Beats all the coordinated sleep suits and silly expensive presents lots of well meaning friends bought us. Food for the freezer was also seriously appreciated. We lived off ghastly ready meals for months as we had no energy to cook shock

MarsLady Thu 27-Aug-09 17:53:42

Best thing: someone to clean my kitchen (I hadn't been in there for months), meals once or twice a week. Wonderful! grin

MerryMarigold Thu 27-Aug-09 20:28:13

Supermarket shopping is hard with 2 babies - some supermarkets don't even have double trollies. Ask for a list and go shopping. Or do it online for her (that takes even longer than going shopping!). My sister got me a big online shop as she was living abroad at the time and couldn't cook for me, full of easy meals and healthy bits and bobs. It was so lovely not to worry about food for a whole week!

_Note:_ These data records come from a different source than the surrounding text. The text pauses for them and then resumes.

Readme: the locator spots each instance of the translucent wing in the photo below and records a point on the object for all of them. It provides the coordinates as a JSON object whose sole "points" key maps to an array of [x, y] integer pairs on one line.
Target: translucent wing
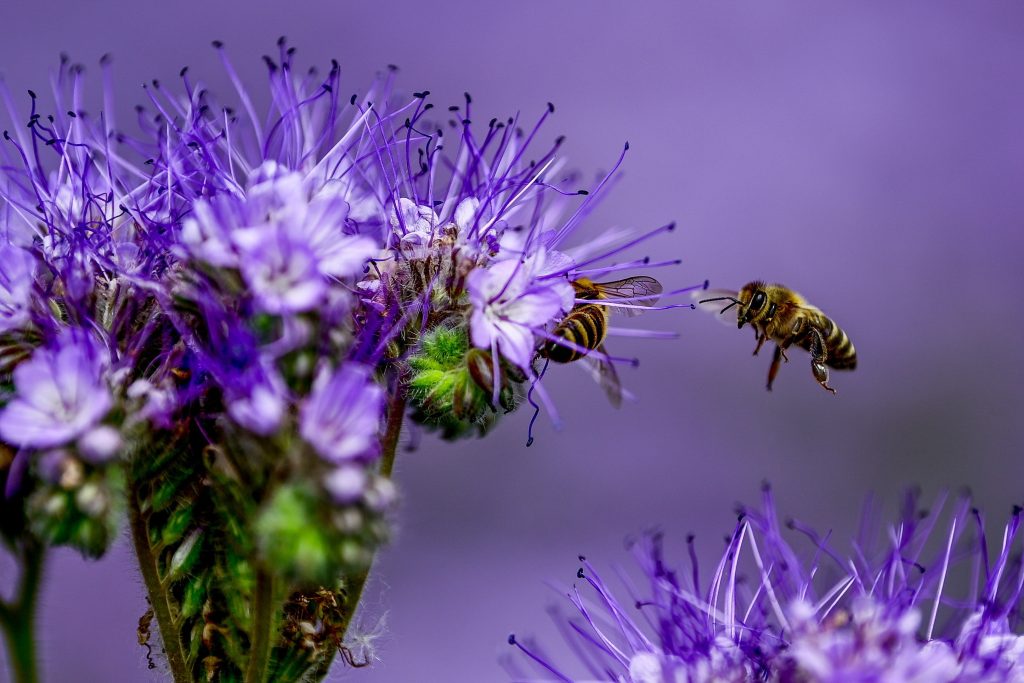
{"points": [[720, 303], [640, 291]]}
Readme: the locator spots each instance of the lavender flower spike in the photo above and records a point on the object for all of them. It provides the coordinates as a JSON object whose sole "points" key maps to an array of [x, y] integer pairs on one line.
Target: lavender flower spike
{"points": [[17, 269], [510, 301], [769, 612], [60, 394], [342, 415]]}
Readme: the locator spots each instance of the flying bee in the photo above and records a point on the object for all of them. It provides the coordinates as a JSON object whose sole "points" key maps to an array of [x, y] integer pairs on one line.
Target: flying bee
{"points": [[585, 328], [779, 314]]}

Watch babies/ take for a walk while she sleeps is a good one.

Hang washing out and put it away...

A couple friend of ours came over for an evening, brought food, homemade cake and we sat chatting for an evening, felt so very civilised even though babies were only a couple of weeks old - did wonders for my sanity and feeling like a human being.

Most of all, offer to do things! I found people felt uncomfortable to offer, but you really don't want to keep asking or even thinking about what you need. If someone anticipates (as you are doing), it's lovely.